As to the briefing phase, Alavosius et al affirm that a chain of CRM behaviours regularly starts with a briefing meeting which the group chief informs the group members of the task ahead, reviews their individual and collective roles and responsibilities, and provides goals to achieve. “Following the briefing, the crew members conduct the task and work together to assess progress and meet project objectives. Unexpected events may thwart progress and crew members communicate their observations, perhaps in the format of a debriefing meeting, to decide on an adjusted course of action,” the researchers say. “Upon completion of the task or other significant event (e.g., handoff to another crew at shift change) a debriefing is held to share updates on progress, review actions taken and summarize lessons learned for future operations. These three events (briefing, operations, debriefing) provide useful vantage points for assessors to examine competency by leaders and crew members in context.”

Organising teamwork can be done through the practice of exercises. J. Van Diggelen, T. Muller, and K. Van den Bosch in their book ‘Using artificial team members for team training in virtual environments’ [vii] observe that, for the conduct of exercises, gathering all the group contributors at the same time and at the same place can be a challenge. Even when this is possible, the cost can be high. In addition, team members may have different training needs in relation to their competency levels. One solution is to implement a training platform in a simulator where the roles of some of members are played by humans, while the roles of others are played by virtual agents.

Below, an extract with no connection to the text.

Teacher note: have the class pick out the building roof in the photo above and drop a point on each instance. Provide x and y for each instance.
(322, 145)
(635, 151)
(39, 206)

According to Alavosius et al, CRM is a systemic intervention that concentrates on the reduction of human error through training and behavioural change, while using contextual resources available. “Oil field services are initiating formal CRM training and developing a competency framework to gauge the ability of well site leaders for CRM, although, rig simulators are relatively low fidelity when compared to those used in aviation.”

Summing up

In this first part, we have explored the link with the concept of high-reliability organisation (HRO), the error reduction effort pursued by CRM, and the organisation of teamwork on offshore platforms in accordance with CRM principles. In the next article we shall focus on the leadership aspects.


References

[i] Dekker, S. W., & Woods, D. W. (2009). The high reliability organization perspective. In E. Salas, & D. Maurino (Eds.), Human factors in aviation (2nd ed., pp. 123–146). New York, NY: Wiley.
[ii] Mark P. Alavosius, Ramona A. Houmanfar, Steven J. Anbro, Kenneth Burleigh & Christopher Hebein (2017) Leadership and Crew Resource Management in High-Reliability Organizations: A Competency Framework for Measuring Behaviors, Journal of Organizational Behavior Management, 37:2, 142-170, DOI: 10.1080/01608061.2017.1325825 To link to this article: https://doi.org/10.1080/01608061.2017.1325825
[iii] Crichton, M., ‘Attitudes to teamwork, leadership, and stress in oil industry drilling teams’. Safety Science 43 (2005) 679–696
[iv] Cox, S., Tait, R., 1991. Safety, Reliability and Risk Management. Butterworth Heinneman, London.
[v] IOGP. Report 501. (2014). Crew resource management for well operations teams. Project commissioned by OGP’s Safety Committee and the Well Experts Committee to the University of Aberdeen. International Association of Oil & Gas Producers.
[vi] Flin, R., & O’Connor, P. (2001). Applying crew resource management in offshore oil platforms. In E. Salas, C. A. Bowers, & E. Edens (Eds.), Improving teamwork in organizations: Applications of resource management training (pp. 217–233). Hillsdale, NJ: Erlbaum.
[vii] Van Diggelen, J., Muller, T., Van den Bosch, K., 2010. Using artificial team members for team training in virtual environments. In: Intelligent Virtual Agents. Springer, Berlin, Heidelberg, pp. 28–34.